声
人魚姫は、深海にある人魚の国の末姫でした。王様や王妃様、五人の姉君や城仕えの者たち、たくさんの人魚に愛され、大切に育てられたお姫様です。
彼女は地上に興味がありました。特に、空に架かるという七色の橋に。
けれど、地上に行くことは危ないのだと、皆が口をそろえて言います。
面白くありません。人魚姫は、少し見るくらいなら大丈夫だろうと、高をくくりました。
そして、皆の目を盗み地上に出た人魚姫は、爽快な蒼い空に心奪われました。
深海も綺麗な場所ではあるが、これほど清かではありません。少なくとも、彼女はそう感じていました。
この陽気な空の下で心踊った彼女は、唄を歌わずにはおれませんでした。
人魚姫は夢中になって、美しい声で歌い続けました。
忍び寄る魔の手に気づかぬほど、魅入られていました。
人間に捕らえられ、一体幾日が過ぎたのだろうか。
もう永い間、本物の海を見ていないような気がする。
「出して…」
人魚姫は、小さく小さく零した。あとは、すすり泣く声ばかり。
人魚とは、本当に美しい生き物だ。この囚われの乙女もまた、最高の輝きを宿した宝石のよう。
朝の木漏れ日を縒り集めたような黄金の髪はゆらゆらと波打ち、蒼天を映した海のような翡翠の瞳は哀しみを溢れさせている。白妙の肌は柔らかい曲線を描き、その腰からは桜の舞い散る尾鰭が続く。

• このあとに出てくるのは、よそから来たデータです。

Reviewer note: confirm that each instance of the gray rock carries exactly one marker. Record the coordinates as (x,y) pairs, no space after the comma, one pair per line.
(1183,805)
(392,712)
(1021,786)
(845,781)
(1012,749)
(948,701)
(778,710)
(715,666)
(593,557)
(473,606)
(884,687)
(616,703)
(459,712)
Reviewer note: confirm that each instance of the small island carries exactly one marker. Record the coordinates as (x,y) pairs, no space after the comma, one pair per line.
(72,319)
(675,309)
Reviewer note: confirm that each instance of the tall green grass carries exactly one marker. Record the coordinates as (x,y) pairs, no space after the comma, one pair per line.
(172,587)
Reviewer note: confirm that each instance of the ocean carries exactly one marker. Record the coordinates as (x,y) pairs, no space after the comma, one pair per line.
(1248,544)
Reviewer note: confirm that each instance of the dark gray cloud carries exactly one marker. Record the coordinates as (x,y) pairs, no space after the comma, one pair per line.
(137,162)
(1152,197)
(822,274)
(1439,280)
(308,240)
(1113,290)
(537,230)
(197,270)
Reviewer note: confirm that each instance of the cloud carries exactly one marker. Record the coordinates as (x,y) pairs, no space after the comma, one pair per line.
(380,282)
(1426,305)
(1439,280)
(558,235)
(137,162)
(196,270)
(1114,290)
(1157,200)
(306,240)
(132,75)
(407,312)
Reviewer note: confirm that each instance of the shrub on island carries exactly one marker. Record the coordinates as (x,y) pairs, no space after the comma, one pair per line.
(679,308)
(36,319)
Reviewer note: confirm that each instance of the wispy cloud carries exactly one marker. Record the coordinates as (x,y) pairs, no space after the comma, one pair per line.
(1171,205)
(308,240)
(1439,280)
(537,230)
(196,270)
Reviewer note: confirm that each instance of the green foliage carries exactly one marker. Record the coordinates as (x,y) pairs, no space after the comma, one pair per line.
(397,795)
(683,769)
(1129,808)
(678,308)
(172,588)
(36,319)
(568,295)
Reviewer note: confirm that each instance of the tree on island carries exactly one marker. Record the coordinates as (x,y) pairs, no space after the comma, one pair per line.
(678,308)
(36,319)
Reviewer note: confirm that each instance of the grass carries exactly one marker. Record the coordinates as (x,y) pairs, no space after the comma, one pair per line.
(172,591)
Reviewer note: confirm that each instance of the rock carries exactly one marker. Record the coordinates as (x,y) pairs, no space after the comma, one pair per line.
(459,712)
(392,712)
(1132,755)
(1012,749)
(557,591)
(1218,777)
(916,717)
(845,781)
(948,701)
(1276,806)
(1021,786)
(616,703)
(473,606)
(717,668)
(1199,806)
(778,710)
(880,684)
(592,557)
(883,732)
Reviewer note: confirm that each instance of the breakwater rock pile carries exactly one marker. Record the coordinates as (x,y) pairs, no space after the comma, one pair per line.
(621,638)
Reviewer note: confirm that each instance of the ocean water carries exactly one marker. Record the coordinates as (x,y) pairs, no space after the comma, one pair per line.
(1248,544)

誰もが、この人魚姫に魅了された。魅了されないほうが、おかしい。
「ごめんなさい…お父様、お母様…みんな…ごめんなさい…言うことを、聞かなかったから…」
人魚姫は、自分の愚かさを嘆いた。誰もかも口を酸っぱくして、地上は危険だと言っていたのに。
人魚姫は毎夜泣き続けた。
「ここから逃がしてあげましょうか?」
そんな折、人魚姫の前に謎の人が現れた。
性別の判断は不可。黒いキャスケットを目深に被り、真黒のジャケットを着ている。均整のとれた体躯を闇で包んでいた。
「私が貴女を助けて差し上げます」
謎の人は、ひどく嗄れた声で言う。
「…本当に?」
人魚姫は泣きながら、美しい声で聞き返した。
謎の人は、薄い唇を歪める。
「ただし、条件があります」
「なに?」
得体の知れない相手だ…まともな条件を出すとは思わない。人魚姫はコクッと唾を飲み、構えた。
「貴女の、その美しい声を頂きます」
瞬間、この世の終わりを見た気がした。
人魚姫はいっぱいまで目を瞠り、妖しげな微笑を口許に湛える謎の人を凝視する。
声を奪われてしまったら、もう大好きな唄も歌えない。両親や姉たち、大好きな人たちを呼ぶこともできない。
しかし―――
人魚姫は瞼を落とした。
しかし、ここには居たくない。
絶えることのない卑しい視線。言葉。
あんなものを一生浴びていたくない。
「…解りました。ここで見世物になるよりは、マシです」
人魚姫は瞼を上げた。翡翠の瞳を、くっと強める。
「条件は呑みます…が、ひとつだけ頼みがあります」
「何でしょう」
謎の人は一歩踏み出し、人魚姫が囚われている巨大な水槽に左手を触れた。
「人間の姿をください」
人魚姫は胸の前で両手を握る。身体を丸めて、顔を伏せた。
「きっと…この姿では、海に出るまでは不自由です…」
謎の人は、人魚姫の申し出が判っていたらしく、先よりも不気味に口許を歪める。
「いいですよ」
すぅっと右手を真上へ掲げた。
すると、水槽の中の海水が渦を巻き始めた。渦は、人魚姫を包み込む。
謎の人は二歩三歩と後退した。
水槽と謎の人との間に、渦巻く海水が立つ。
謎の人が掲げていた腕を下ろすと、渦巻く海水はザァッと水泡を四方に散らした。
そして、そこに白妙の裸体を晒す乙女が現れる。
亜麻色の髪と翡翠の瞳を持つこの乙女は、先程の人魚姫である。
「ですが、お気をつけて。正体が人魚だとばれてしまった時、貴女は泡となり、消えてしまいます」
人間の姿になった人魚姫は、コクリと頷いた。
「ありがとうございます…」
謎の人は、礼を言う乙女の喉元へ右手の指先を翳す。
ほんのりと淡い光が灯り、それを握り締めた。
「では、確かに頂きました」
と、左手を乙女の方へ差し伸べる。
「それでは、姫様。館の外まで案内いたします」
人魚姫は、謎の人の手をとり、館から脱出した。